While some people worry about the potential health consequences of sweetener
consumption, once again, they’re perfectly safe when eaten in the context of a balanced diet, and provided you don’t go to ridiculous extremes.
4. Cut the Snacks
Eating little and often to lose weight is just not necessary.
The notion stems from the idea that every time you eat, you get a slight increase in
metabolic rate as your body has to burn calories in order to digest what you just ate. There’s truth in this, but the degree of calorie burn is relative to the number of calories eaten.
For example, let’s say 10% of the calories we eat are burned off in the digestion process. If you were eating 2,000 calories per day and spread these across eight meals of 250 calories each, then you’d burn 25 calories per time. 25 x 8 = 200 calories burned.
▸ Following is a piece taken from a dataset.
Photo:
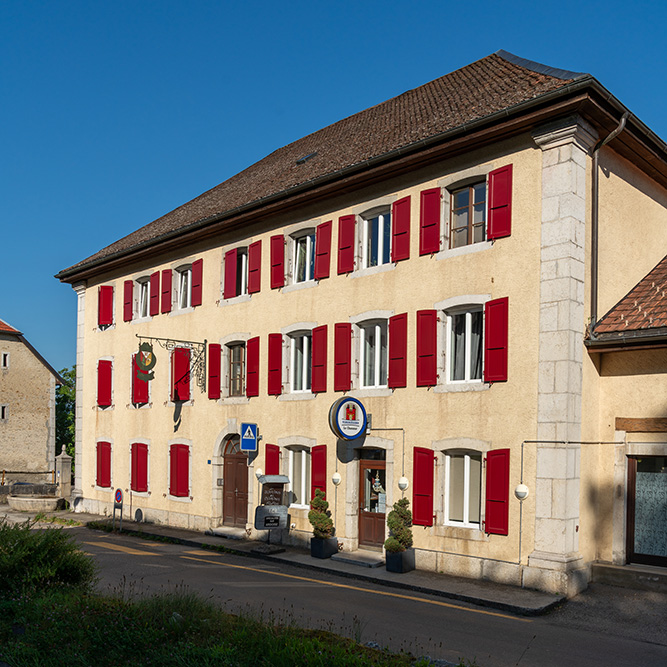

If you ate your daily calories over four meals instead, you’d have four calorie burns of 50, which also works out to 200 calories. There’s no difference.
Snacking can be many people’s downfall and cause them to consume many more calories by grazing, as well as never truly feeling full because each meal is too small. Therefore, a reduced meal frequency could be a way to cut calories and prevent mindless eating, and possibly even reduce hunger levels.
5. Swap Starches for Veggies
If you need to cut calories, yet you’re struggling with satiety, swapping out some rice, pasta, or potato in favour of more dark green leafy veggies can go a long way in keeping you full by giving you a greater volume of food for the same calories.
Clearly you’re still going to want to keep carbs in your diet, and ideally have some in the window around your workouts, but a few simple switches at one or two other meals of the day can be a godsend.
6. Spray It
There’s a lot of hype around the health benefits of oil.
No one’s denying that there aren’t numerous advantages to including olive oil, coconut oil, almond oil, and similar products in your diet, but you also can’t argue that they’re not calorically dense. Most oils contain between 110 and 120 calories per tablespoon, so if you’re adding a tablespoon each time you cook up some meat, fish, or eggs, that could be
an extra 200-500 calories per day. I don’t know about you, but I’d rather have 200-500 calories from solid food rather than oil.
So go with a 1 cal spray bottle to coat your pan, rather than pouring in oil.